Speculation: tale as old as time

As Ben Graham pointed out in 1959, the typical experience of the speculator is one of temporary profit followed by ultimate loss. Yet, those who buy corporate securities without regard for valuation are speculating, whether they know it or not.

Another generation is learning old lessons the hard way; see How Millennial Investors lost Millions on Bill Ackman’s SPAC.

And it’s not about a lack of smarts; in fact, intelligent, educated people are just as prone to classic errors of over-confidence and reckless ‘investment’ choices:

“Just because I have specialized training doesn’t mean I can’t be just as much of a fool as the guy next door.”

Also, read the very lucid The Critical Importance of Confidence Diversification to Today’s Investment Portfolios:

It is very rare to see the kind of extreme confidence we have today in so many financial assets at once.
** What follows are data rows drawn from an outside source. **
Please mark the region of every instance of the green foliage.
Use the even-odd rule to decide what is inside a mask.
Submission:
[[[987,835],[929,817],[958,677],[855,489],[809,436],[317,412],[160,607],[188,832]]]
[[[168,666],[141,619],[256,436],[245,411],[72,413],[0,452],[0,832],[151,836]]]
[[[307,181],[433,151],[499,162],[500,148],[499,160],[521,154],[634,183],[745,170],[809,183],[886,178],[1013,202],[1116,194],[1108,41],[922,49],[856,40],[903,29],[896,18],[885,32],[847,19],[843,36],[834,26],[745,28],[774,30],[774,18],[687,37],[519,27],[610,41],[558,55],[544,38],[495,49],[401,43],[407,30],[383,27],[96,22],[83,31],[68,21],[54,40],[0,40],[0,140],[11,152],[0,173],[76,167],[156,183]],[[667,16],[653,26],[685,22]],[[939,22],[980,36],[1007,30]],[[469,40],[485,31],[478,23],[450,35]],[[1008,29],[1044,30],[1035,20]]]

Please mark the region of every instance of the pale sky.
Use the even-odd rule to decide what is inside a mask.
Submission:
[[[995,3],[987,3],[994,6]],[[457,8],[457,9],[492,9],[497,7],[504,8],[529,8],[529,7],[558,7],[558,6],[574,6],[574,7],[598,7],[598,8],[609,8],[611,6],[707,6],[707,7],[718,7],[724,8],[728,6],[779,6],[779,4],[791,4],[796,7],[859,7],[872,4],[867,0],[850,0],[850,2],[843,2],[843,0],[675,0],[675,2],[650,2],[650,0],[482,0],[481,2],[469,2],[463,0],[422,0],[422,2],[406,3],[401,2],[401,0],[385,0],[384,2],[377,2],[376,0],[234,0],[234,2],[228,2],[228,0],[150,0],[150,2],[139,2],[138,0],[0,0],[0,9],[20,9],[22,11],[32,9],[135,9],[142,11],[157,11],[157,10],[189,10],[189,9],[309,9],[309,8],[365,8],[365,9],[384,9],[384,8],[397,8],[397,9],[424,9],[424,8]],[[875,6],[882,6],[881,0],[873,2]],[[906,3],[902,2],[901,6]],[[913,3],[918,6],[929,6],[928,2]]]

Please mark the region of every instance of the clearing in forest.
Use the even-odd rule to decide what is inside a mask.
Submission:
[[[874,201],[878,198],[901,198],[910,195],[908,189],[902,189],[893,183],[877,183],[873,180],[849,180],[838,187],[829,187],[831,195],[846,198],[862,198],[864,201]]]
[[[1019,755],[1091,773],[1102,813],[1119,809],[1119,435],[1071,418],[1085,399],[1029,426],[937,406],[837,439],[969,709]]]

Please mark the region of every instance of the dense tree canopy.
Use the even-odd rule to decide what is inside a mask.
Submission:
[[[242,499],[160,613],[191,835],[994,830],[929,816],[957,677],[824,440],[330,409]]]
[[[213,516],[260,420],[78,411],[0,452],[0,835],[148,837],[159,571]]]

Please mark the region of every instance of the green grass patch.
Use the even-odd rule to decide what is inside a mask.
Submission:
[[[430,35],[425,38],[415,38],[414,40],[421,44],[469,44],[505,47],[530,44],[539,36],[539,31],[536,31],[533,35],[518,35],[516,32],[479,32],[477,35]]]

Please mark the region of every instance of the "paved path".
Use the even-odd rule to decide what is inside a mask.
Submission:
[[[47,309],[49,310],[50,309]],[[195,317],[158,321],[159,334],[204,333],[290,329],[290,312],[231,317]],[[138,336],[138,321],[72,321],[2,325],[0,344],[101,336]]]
Moreover, it is a potentially precarious situation. Overconfidence is inherently fragile, and, looking at most portfolios, there are few holdings with low or uncorrelated sentiment to buffer losses should confidence soon drop. When it comes to mood, portfolios are woefully unbalanced. Not only is everything is on the same side of the sentiment ship, but extremely so.

While investors are now debating what might happen to future asset prices because of macroeconomic forces like inflation and growth, I think they are focused on the wrong risks. What will drive prices ahead will be a function of what happens to the synchronous euphoria now present in what were once confidence-uncorrelated markets. Given the collective extreme in confidence, if sentiment drops, it is likely that all asset prices will fall sharply in unison. Investors won’t reap the benefits of diversification they believe they have in their portfolios.